1. De inhoud van de tegemoetkoming
De beklagrechter heeft een tegemoetkoming van € 50,= toegekend vanwege de gegrondverklaring van klagers beklag betreffende intrekking van zijn onbegeleid verlof, op de gronden als in de aangehechte uitspraak weergegeven.

2. De standpunten van de directeur en klager
De directeur heeft zijn beroep als volgt toegelicht.
Hij is het niet eens met de toegekende tegemoetkoming van € 50,=. De beklagcommissie bij de inrichting heeft in een eerdere zaak (van een andere jeugdige inzake het niet inroosteren voor verlof wegens personeelstekort, beroepscommissie) overwogen dat
het algemeen gangbare bedrag voor het niet doorgaan van verlof € 50,= is. De directie veronderstelt dat de aan klager toegekende tegemoetkoming eveneens op grond van deze motivering is bepaald. Een tegemoetkoming van € 50,= voor het intrekken van
verlof
is echter geen gangbare norm en uitzonderlijk hoog, waarmee een precedent wordt geschapen. De richtlijn van de beroepscommissie van juli 2010 inzake tegemoetkomingen vermeldt dat sporadisch tegemoetkomingen door de beroepscommissie zijn toegekend. Op
10
augustus 2010 heeft de beroepscommissie voor het niet doorgaan van incidenteel verlof een tegemoetkoming van € 10,= toegekend. Er zijn geen uitspraken van de beroepscommissie bekend waarbij een tegemoetkoming van € 50,= is toegekend voor het niet
doorgaan van verlof. Een dergelijk hoog bedrag staat niet in verhouding tot tegemoetkomingen in andere zaken, bijvoorbeeld een tegemoetkoming van € 2,25 per dag voor een kamerplaatsing.

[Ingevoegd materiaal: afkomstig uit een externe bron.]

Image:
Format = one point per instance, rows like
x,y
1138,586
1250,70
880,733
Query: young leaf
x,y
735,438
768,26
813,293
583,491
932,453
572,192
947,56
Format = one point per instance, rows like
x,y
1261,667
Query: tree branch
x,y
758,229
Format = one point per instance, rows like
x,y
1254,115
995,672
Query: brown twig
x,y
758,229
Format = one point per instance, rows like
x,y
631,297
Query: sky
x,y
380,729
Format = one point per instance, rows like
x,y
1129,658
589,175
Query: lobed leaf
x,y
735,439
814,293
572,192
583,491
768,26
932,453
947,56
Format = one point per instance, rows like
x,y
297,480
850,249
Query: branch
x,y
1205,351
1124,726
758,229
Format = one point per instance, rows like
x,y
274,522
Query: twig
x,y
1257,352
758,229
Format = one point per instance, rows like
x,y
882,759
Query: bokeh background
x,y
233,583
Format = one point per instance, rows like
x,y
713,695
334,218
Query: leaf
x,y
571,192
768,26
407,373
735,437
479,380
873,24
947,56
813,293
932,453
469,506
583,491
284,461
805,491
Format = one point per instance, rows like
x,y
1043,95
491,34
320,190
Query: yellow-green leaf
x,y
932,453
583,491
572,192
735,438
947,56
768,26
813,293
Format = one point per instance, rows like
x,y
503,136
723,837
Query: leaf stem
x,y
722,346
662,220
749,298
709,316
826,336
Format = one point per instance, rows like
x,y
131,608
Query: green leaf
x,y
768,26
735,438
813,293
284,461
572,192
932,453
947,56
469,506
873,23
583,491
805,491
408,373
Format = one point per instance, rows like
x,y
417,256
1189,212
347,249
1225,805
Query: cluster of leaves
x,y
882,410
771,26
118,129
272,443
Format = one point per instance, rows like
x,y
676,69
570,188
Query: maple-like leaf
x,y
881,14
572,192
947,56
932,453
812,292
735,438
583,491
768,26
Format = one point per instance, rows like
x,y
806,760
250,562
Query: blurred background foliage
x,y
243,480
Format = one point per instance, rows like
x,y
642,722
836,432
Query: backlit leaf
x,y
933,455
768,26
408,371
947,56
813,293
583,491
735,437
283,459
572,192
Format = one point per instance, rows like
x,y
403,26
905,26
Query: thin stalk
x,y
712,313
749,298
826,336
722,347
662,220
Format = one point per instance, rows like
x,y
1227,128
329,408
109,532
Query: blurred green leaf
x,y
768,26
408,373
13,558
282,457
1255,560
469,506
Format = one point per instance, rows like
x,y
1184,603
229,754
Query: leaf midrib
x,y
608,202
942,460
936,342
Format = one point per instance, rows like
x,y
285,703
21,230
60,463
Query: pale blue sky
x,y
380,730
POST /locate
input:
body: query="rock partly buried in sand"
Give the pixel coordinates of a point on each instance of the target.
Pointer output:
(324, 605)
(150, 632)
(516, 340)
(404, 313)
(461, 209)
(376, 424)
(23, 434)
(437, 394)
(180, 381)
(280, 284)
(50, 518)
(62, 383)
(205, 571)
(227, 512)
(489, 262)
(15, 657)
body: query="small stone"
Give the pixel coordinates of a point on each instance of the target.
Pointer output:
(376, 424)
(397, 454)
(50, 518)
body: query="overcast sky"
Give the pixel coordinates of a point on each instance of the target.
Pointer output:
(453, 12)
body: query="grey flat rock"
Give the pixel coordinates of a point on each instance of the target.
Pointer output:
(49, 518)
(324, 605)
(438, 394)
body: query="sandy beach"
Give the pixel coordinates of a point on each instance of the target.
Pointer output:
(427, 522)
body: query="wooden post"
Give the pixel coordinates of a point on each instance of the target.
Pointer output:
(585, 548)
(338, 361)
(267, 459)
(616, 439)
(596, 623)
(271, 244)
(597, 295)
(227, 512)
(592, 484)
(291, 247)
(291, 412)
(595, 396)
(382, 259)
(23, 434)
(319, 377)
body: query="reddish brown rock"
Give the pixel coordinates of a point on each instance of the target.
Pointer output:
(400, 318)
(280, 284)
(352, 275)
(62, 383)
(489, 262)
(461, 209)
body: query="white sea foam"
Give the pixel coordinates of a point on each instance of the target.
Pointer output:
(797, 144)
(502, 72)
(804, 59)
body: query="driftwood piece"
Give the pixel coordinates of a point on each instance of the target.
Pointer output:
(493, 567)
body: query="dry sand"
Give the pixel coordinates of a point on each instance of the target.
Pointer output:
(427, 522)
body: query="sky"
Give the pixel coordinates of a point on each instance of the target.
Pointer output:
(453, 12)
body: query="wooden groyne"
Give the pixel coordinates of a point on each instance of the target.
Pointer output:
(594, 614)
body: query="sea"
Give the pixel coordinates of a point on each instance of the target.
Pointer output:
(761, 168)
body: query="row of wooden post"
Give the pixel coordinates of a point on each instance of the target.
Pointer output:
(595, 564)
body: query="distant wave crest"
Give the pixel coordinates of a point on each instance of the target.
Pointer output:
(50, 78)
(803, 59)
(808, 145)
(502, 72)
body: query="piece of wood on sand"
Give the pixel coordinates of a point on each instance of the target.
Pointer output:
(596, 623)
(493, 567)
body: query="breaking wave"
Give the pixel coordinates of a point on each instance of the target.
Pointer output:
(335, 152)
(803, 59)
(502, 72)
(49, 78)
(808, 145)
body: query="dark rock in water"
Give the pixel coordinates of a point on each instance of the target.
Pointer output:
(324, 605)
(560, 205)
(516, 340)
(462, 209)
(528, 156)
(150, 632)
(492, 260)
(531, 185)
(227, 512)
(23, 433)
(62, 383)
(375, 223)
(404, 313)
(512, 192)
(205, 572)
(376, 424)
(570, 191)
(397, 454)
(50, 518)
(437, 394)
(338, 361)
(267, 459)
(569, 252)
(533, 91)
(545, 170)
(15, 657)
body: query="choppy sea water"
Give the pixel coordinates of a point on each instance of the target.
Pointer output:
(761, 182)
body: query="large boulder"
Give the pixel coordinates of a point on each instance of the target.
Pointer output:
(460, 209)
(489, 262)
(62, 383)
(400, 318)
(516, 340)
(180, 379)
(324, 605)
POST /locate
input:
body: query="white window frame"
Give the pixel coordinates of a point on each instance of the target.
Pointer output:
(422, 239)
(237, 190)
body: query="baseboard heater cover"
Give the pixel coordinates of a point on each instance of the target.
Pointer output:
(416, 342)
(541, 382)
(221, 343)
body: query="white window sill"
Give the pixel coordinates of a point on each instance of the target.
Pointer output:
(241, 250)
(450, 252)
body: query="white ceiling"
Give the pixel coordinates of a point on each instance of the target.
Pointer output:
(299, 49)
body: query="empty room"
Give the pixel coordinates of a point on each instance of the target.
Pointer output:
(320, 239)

Klager heeft geen gebruik gemaakt van de mogelijkheid om te reageren op het beroep van het hoofd van de inrichting.

3. De beoordeling
Vaststaat dat klagers onbegeleid verlof is ingetrokken nadat was ontdekt dat klagers verlofadres, dat hij al negen maanden lang met (eerst begeleid en vervolgens onbegeleid) verlof bezocht, nog nooit was gescreend. Na controle van het verlofadres is
dat
adres als verlofadres afgewezen.

De beroepscommissie heeft in beroepszaken tegen uitspraken van een beklagcommissie geen standaardbedrag voor het intrekken van onbegeleid verlof vastgesteld omdat de redenen van intrekken erg verschillend van aard zijn. Een dergelijk bedrag is daarom
ook niet opgenomen in haar richtlijn standaardbedragen tegemoetkomingen in euro’s (van juli 2010).

In het licht van de door de beklagcommissie in de onderhavige zaak vastgestelde feiten acht de beroepscommissie een tegemoetkoming van € 50,= te hoog. Het is de verantwoordelijkheid van de inrichting om vóór het verlenen van verlof het verlofadres te
screenen. Het thans intrekken van verlof van klager omdat het verlofadres pas nu gescreend is, is niet aan klager te wijten en om die reden is een tegemoetkoming gerechtvaardigd. Nu klager ten gevolge van de door de inrichting achterwege gelaten
screening ook voordeel heeft genoten acht de beroepscommissie een lagere tegemoetkoming dan door de beklagcommissie opgelegd rechtvaardig.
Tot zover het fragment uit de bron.